Bei der Bestimmung der Schwierigkeit eines Textes für den Leser spielt die Lesbarkeit eine wichtige Rolle. Darunter versteht man die sprachlichen (grammatischen und lexikalischen) Eigenschaften eines Textes. Die Lesbarkeit ist ein Bestandteil dessen, was die Textverständlichkeit ausmacht. Seit langem gelten die Bemühungen der Wissenschaft der Frage, ob man die Lesbarkeit eines Textes messbar machen kann. Dabei sind eine Fülle von Lesbarkeitsindizes entwickelt worden, bei denen sehr oft auch die Wortlänge als ein wesentlicher Aspekt integriert ist.[42] In Best (2006)[43] wurde eine Begründung dafür entwickelt, warum so einfache Kriterien wie Wort- und Satzlänge triftige Eigenschaften von Texten sein können, um etwas über ihre Lesbarkeit auszusagen.
Aus den Erkenntnissen der Lesbarkeitsforschung wurden für die Sprachpraxis Konsequenzen gezogen. So hat Wolf Schneider Hinweise für die Vermeidung unnötig langer Wörter gegeben.[44] Eine zahlenmäßige Charakterisierung von Texten als „sehr leicht“, „leicht“, „einfach“, „normal“, „anspruchsvoll“, „schwierig“ oder „sehr schwer“ wurde von Mihm entwickelt[45]; eine Übersicht für deutsche Texte mit Vergleich zum Englischen findet sich bei Groeben.[46]
Es gibt eine ganze Reihe stilistischer Aspekte der Wortlänge, sowohl in linguistischer als auch in literarischer und psychologischer Hinsicht.
Ein Aspekt betrifft dabei die Gestaltung von Eigennamen.

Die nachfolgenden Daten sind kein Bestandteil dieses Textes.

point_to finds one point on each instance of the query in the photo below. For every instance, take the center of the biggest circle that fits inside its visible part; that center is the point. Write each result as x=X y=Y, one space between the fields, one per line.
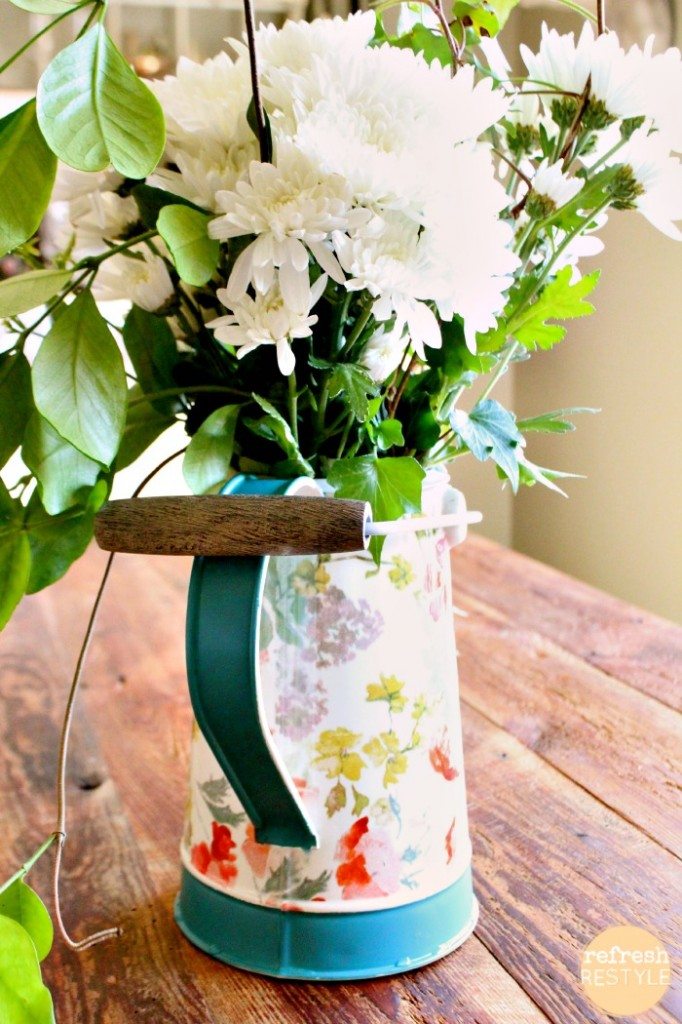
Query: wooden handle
x=231 y=525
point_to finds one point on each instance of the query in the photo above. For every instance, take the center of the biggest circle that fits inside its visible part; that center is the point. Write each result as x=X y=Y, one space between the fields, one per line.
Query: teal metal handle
x=222 y=632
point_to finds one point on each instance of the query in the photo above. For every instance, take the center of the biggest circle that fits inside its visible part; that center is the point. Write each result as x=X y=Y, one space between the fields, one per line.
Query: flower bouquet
x=333 y=242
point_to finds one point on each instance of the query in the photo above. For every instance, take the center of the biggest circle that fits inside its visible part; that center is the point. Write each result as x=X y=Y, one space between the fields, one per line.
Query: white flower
x=567 y=65
x=373 y=120
x=266 y=320
x=383 y=354
x=141 y=278
x=291 y=209
x=553 y=184
x=657 y=178
x=392 y=259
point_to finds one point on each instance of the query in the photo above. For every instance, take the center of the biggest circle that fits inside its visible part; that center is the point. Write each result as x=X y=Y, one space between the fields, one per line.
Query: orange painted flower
x=439 y=758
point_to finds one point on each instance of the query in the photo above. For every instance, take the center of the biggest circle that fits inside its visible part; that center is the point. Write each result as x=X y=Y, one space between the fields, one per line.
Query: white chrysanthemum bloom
x=392 y=259
x=266 y=320
x=100 y=217
x=372 y=120
x=567 y=65
x=291 y=209
x=383 y=354
x=655 y=177
x=658 y=79
x=141 y=278
x=554 y=185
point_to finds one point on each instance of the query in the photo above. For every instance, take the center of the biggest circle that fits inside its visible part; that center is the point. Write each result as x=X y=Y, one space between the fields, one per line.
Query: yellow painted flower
x=335 y=755
x=389 y=689
x=310 y=580
x=402 y=573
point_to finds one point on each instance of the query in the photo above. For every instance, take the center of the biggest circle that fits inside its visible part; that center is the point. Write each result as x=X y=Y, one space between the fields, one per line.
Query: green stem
x=293 y=404
x=34 y=39
x=172 y=392
x=28 y=864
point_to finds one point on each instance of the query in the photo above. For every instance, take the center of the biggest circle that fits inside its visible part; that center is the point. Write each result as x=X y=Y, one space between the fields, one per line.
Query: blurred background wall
x=621 y=529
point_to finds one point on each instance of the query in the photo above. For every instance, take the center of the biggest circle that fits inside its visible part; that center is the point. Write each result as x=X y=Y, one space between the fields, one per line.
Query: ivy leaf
x=355 y=383
x=14 y=555
x=59 y=468
x=151 y=202
x=24 y=998
x=154 y=353
x=28 y=168
x=554 y=422
x=94 y=111
x=489 y=431
x=79 y=383
x=185 y=232
x=274 y=428
x=56 y=542
x=15 y=401
x=392 y=486
x=143 y=424
x=559 y=300
x=26 y=291
x=208 y=460
x=19 y=902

So findet man bei Jean Paul den Hinweis, dass er „unbedeutende Menschen einsilbig: Wutz, Stuß getauft“ gefunden habe, wodurch sie von „schlimme[n] oder scheinbar unwichtige[n]“ unterschieden seien.[47] Sigmund Freud führt aus: „Bekanntlich neigt man gerade bei einsilbigen Familiennamen besonders dazu, den Vornamen mitzunennen.“[48] Wilfried Seibicke weist eine deutliche Tendenz nach, Mädchen einen längeren (einteiligen) Vornamen zu geben als Jungen.[49] In die gleiche Richtung weist die Tendenz zur Nutzung von mehr als nur einem Vornamen, die für Mädchen um etwa 10 % höher liegt.[50]
Wilhelm Fucks, der sich für eine Quantitative Literaturwissenschaft einsetzt, betrachtet Wort- und Satzlängen als Stilcharakteristiken, das heißt als zahlenmäßig erfasste Stileigenschaften, die genutzt werden können, um den Stil von Autorengruppen zu unterscheiden.[51]